I was helping my sister move last weekend and I had a whole shed full of stuff offered to me.  I think they're called garden tools but required manual intervention.  I recall that from the old days but said "no thanks" as it would collect dust at my house.  I need one snow shovel to do trim next to the doors (since I gave my mom my snowblower which used to do that area).


----------



## Melensdad

Mith said:
			
		

> Bob, something I have noticed, is that the shovels you have are pointed, whereas the ones I have are all flat on the end. Are you using that for general digging, or moving sand etc?
> You didn't say in your post what material it was? I assume its metal as you said you bent one.


Mith, here in the US a shovel is a generic term but usually applied to a pointy shaped cutting blade.  A spade has a flat/straight cutting edge.  I have both types, but my spade is not a Fiskars brand (its a Craftsman brand from Sears).  Because I have very hard clay soil I find almost no use for spade.  The spade is almost impossible to use in the clay, but works great for dividing perennial plants like Hostas and Daylillies.

Humor Me . . . no clue about the Fiskars PHD, I have a power auger for the tractors with 9 and 12 inch bits.


----------



## mla2ofus

Mith said:
			
		

> Mike, thanks. You must be on one of the other sites I visit.
> All the axes have wooden handles, I should imagine fibreglass would shatter with the impact from an axe?

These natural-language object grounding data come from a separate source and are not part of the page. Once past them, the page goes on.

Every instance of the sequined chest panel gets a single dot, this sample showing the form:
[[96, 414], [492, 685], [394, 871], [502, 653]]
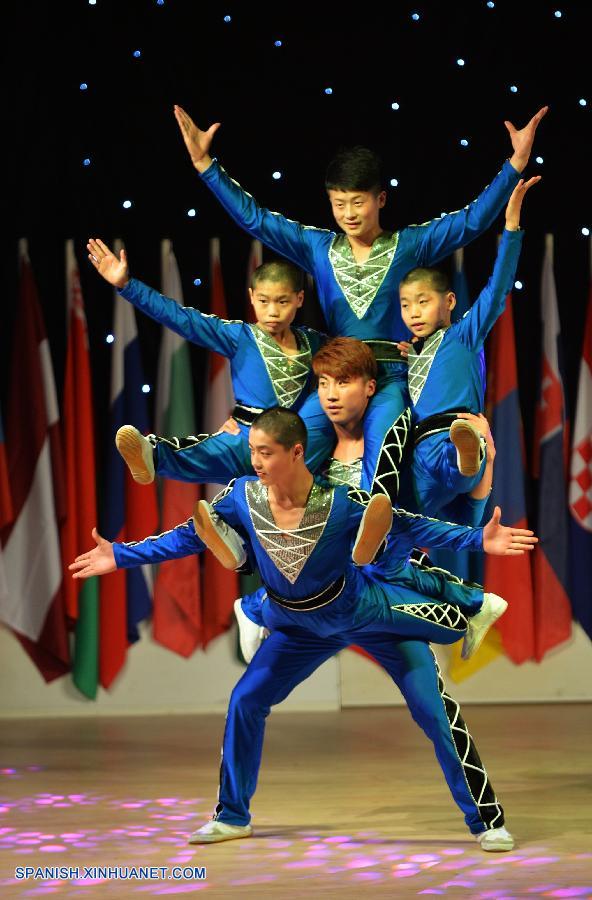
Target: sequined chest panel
[[289, 550], [420, 364], [360, 282], [288, 374]]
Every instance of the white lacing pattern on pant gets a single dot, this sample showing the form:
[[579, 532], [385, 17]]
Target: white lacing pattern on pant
[[388, 463], [361, 282], [289, 550], [439, 613], [419, 364], [475, 774], [288, 373]]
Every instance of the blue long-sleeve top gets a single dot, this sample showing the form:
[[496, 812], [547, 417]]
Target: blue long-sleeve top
[[262, 374], [361, 300], [447, 373]]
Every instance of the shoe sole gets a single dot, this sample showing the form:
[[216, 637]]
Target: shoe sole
[[206, 530], [130, 448], [468, 447], [376, 524], [467, 651]]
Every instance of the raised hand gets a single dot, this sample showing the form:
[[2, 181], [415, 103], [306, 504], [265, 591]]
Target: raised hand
[[197, 142], [515, 202], [98, 561], [499, 540], [523, 138], [113, 270]]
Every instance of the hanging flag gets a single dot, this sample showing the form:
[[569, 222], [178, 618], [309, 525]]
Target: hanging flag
[[33, 605], [551, 590], [81, 596], [254, 261], [130, 510], [580, 487], [220, 587], [177, 618]]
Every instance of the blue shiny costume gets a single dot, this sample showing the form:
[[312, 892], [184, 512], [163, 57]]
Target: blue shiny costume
[[446, 374], [361, 300], [262, 376]]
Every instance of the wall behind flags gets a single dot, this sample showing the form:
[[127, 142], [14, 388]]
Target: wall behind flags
[[290, 89]]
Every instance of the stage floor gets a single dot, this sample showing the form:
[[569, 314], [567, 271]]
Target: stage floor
[[348, 803]]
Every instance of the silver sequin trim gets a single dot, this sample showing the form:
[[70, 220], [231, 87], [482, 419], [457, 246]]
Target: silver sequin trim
[[361, 282], [289, 550], [288, 374]]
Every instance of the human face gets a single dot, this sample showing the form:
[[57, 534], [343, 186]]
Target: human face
[[425, 310], [344, 398], [357, 213], [273, 463], [275, 304]]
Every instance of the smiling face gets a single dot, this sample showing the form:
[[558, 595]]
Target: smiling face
[[344, 398], [357, 213], [275, 304], [273, 463], [423, 309]]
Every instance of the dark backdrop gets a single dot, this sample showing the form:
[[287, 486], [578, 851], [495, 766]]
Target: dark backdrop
[[277, 116]]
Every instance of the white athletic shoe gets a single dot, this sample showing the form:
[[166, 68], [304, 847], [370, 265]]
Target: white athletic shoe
[[496, 840], [374, 527], [251, 635], [137, 452], [220, 538], [479, 624], [467, 440], [213, 832]]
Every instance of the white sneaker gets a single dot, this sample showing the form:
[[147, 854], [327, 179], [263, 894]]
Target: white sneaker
[[250, 635], [479, 624], [213, 832], [496, 840], [137, 452], [220, 538], [374, 527], [469, 451]]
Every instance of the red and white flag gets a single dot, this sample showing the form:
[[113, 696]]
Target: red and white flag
[[34, 605]]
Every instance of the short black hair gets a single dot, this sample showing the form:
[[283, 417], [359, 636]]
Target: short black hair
[[279, 270], [354, 169], [438, 279], [284, 425]]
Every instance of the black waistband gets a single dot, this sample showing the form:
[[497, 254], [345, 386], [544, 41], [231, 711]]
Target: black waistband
[[246, 415], [314, 601], [385, 351], [435, 424]]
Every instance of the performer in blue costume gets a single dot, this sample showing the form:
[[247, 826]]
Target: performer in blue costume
[[270, 363], [358, 272], [445, 370]]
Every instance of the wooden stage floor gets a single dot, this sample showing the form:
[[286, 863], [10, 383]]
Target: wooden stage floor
[[348, 803]]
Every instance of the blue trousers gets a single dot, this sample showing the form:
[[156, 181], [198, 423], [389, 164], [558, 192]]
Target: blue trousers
[[287, 658], [436, 478]]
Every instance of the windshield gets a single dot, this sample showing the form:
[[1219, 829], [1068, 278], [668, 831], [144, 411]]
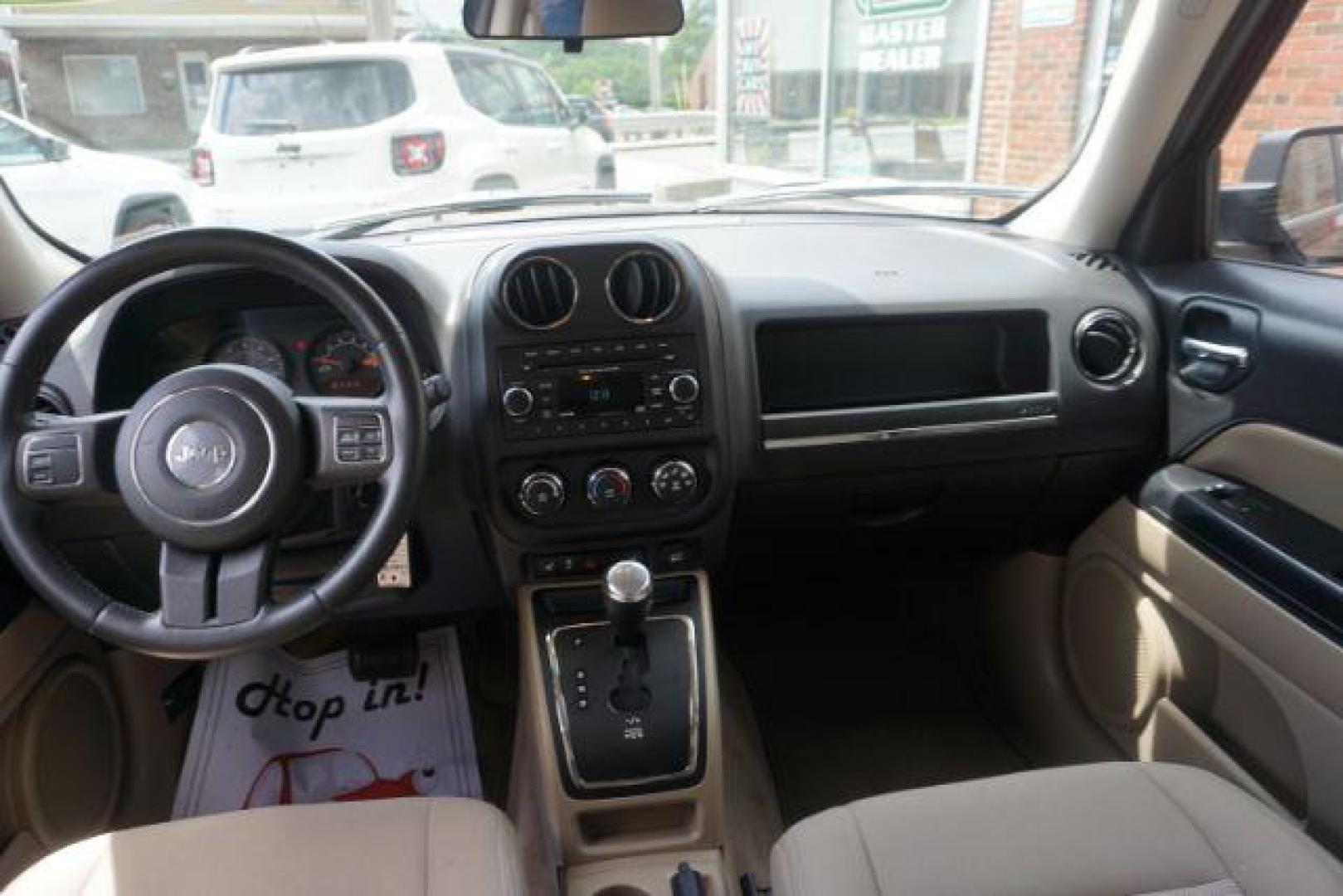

  Mith, what I meant was when someone "overshoots" w/ axe or sledge,the handle hits whatever they missed just below the head which usually cracks/breaks wood handle. Fiberglass will take this better,but will eventually crack also.Best cure for either is rubber tube that fits handle just below head to give it a cushion from such impact.
    YES, I frequent other forums,just use the same username. Don't mean to step on toes,but I wonder if folks that use multiple usernames have a personality for each one?LOL!!!
                                          Mike


----------



## Mith

Bob, shovel here refers to a spade with the sides bent up a little to hold material more. Same as you here, digging is done with a pickaxe and fork in summer, and a boat and dredger in winter 


Mike, I was confusing the brittleness of carbon-fiber with fiberglass. I've never come across a rubber tube to fit over the handle, that sounds like a good idea to prevent that damage near the head from 'overshooting'


----------



## ghautz

bczoom said:
			
		

> Garden tools?
> 
> I thought post hole diggers, shovels, rakes, log splitters, trimmers all came with an engine or are an implement attached to a tractor...
> 
> I was helping my sister move last weekend and I had a whole shed full of stuff offered to me.  I think they're called garden tools but required manual intervention.



BC, you are partially right.  I am waiting for my wife to return from a shopping trip for her input, since that manual intervention with garden tools is her bailiwick.


----------



## humor_me

mla2ofus said:
			
		

> ...but I wonder if folks that use multiple usernames have a personality for each one?LOL!!!
> Mike


 
Now THAT'S funny


----------



## Dargo

I haven't read this entire thread, but my "best" quality shovel I purchased at Home Depot broke the other night when I was trying to chop a small root by jamming the drop point spade into the ground with force while digging a hole.  The handle didn't break, but the actual metal spade part of the shovel folded up!  

I do have more time operating a shovel than I care to admit, and I always use a up and down chopping motion to loosen hard soil as well as chop through small roots.  I could understand this if I were using a hammer to drive the shovel into the earth, or even if I were jumping on the shovel (although I still think that is necessary at times).  As it was, I was just using my arms to chop down with the drop point spade and the metal spade portion folded up against the root.    If this is the "best" spade...

So, what's the verdict on what spade I need to buy to replace this one?  I have plenty of short handled tile spades, this is the full sized spade.  I really don't care if it's a wood or fiberglass handle; I've broken each with similar ease.


----------